Sub-Domain Health Checks
The sub-domain health checkers are deployed per sub-domain and are responsible for checking MATRIXX Engine health within the sub-domain. Two of the sub-domain health checker components are the gtc-sync-health-check and subdomain-health-check-brain containers.
GTC Sync Health Check
- All engines have been started.
- An active engine is running with any other engines disabled after the maximum configured number of attempts to auto-heal.
The GTC sync health check reports an error if either of the following conditions arise:
- A constant GTC value for the configured period of time, in which case all values detected during the period must be identical, nonzero, and at least one of the current GTC and last replayed GTC must be static.
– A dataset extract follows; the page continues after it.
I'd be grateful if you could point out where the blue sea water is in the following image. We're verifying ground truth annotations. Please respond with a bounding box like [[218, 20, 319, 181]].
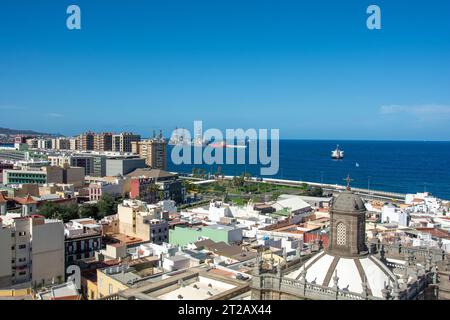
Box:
[[168, 140, 450, 199]]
- A GTC value exceeding the configured maximum value which does not decrease.
Multiple errors can be detected during the same period of time, for example in different engines. The errors are reported to the sub-domain health check brain container for it to make a decision on what action to take, if any.
Sub-Domain Health Check Brain
The sub-domain-health-check-brain does nothing unless one of the following conditions are met:
- All engines have been started or disabled after the maximum configured number of attempts to auto-heal.
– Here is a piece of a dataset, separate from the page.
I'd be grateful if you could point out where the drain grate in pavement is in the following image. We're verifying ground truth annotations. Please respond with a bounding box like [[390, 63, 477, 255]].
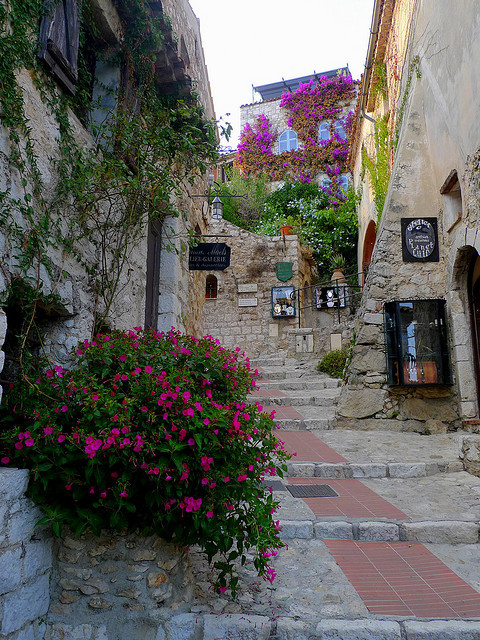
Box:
[[287, 484, 338, 498], [262, 480, 286, 491]]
- An active engine is running with any other engines disabled after the maximum configured number of attempts to auto-heal.
The subdomain-health-check-brain has two modes of operation:
- (Default) Recovery from engine and GTC out-of-sync errors.
- A dry-run mode where no action is taken in response to engine and GTC out-of-sync errors except for logging.
The brain checks for the following conditions in order:
- Engine failure (where there is more than one deployed engine) when the auto-healing retry limit has been exceeded.
- Engine standby GTC out-of-sync.
- Processing to publishing cluster GTC out-of-sync.
- Publishing cluster failure.
Only one condition is recovered at a time. For example, if the standby engine is out of sync, only that is recovered from even if there is also a publishing cluster failure.